I know, I know, 'not every story needs to be about ML' but.... I can only imagine how unlocking the GIL will change the nature of ML training and inference. There is so much waste and complexity in passing memory around and coordinating processes. I know that libraries have made it (somewhat) easier and more efficient but I can't wait to see what can be done with things like pytorch when optimized for this.
Pretty universally I have seen performance improvements in code when complexity is reduced and this could drop complexity considerably. I wouldn't be surprised to see a double digit percent improvement in tokens per sec when an optimized pytorch eventually comes out with this. There may even be hidden gains on GPU memory usage that come out of this as people clean up code and start implementing better tricks because of it.

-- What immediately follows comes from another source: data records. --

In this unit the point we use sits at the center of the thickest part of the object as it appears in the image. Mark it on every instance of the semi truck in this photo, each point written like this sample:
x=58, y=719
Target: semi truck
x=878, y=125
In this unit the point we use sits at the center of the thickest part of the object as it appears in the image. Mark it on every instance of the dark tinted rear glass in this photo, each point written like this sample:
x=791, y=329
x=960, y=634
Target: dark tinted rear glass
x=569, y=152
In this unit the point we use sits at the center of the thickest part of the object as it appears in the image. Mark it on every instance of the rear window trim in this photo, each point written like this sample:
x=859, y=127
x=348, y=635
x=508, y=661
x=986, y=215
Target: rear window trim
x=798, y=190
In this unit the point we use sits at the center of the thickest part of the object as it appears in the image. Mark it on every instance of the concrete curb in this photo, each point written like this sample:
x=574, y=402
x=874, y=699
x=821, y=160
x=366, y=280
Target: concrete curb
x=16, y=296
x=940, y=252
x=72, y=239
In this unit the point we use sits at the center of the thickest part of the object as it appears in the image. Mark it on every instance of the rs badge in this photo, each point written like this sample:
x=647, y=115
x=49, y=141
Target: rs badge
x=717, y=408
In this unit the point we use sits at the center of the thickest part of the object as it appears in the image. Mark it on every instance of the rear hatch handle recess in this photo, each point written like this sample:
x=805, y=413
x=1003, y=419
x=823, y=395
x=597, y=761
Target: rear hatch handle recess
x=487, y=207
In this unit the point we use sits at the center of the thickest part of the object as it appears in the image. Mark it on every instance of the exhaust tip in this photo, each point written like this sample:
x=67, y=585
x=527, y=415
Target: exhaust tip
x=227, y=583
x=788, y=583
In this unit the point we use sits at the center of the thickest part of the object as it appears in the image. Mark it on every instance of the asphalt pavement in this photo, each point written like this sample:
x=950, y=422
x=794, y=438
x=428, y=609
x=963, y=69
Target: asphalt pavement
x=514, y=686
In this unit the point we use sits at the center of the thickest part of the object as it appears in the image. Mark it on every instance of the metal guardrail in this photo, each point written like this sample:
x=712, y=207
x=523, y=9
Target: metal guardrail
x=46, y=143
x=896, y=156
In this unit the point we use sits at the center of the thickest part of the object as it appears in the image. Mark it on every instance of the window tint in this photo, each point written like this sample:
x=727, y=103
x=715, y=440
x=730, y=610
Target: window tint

Have you done any multi-gpu training? Generally every GPU gets a process. Coordinating between them and passing around data between them is complex and can easily have performance issues since normal communication between python processes requires some sort of serialization/de-serialization of objects (there are many * here when it comes to GPU training). This has the potential to simplify all of that and remove a lot of inter-process communication which is just pure overhead.
Of course ML will benefit from it. Soon you will be able to run your dataloaders/data preprocessing in different threads which will not starve your GPUs of data.
If you have done ML with PyTorch or Tensorflow you will know how much multithreading can improve data loading performance. Currently multiprocessing provides the necessary parallelization of data loading but it is painful and riddle with bugs.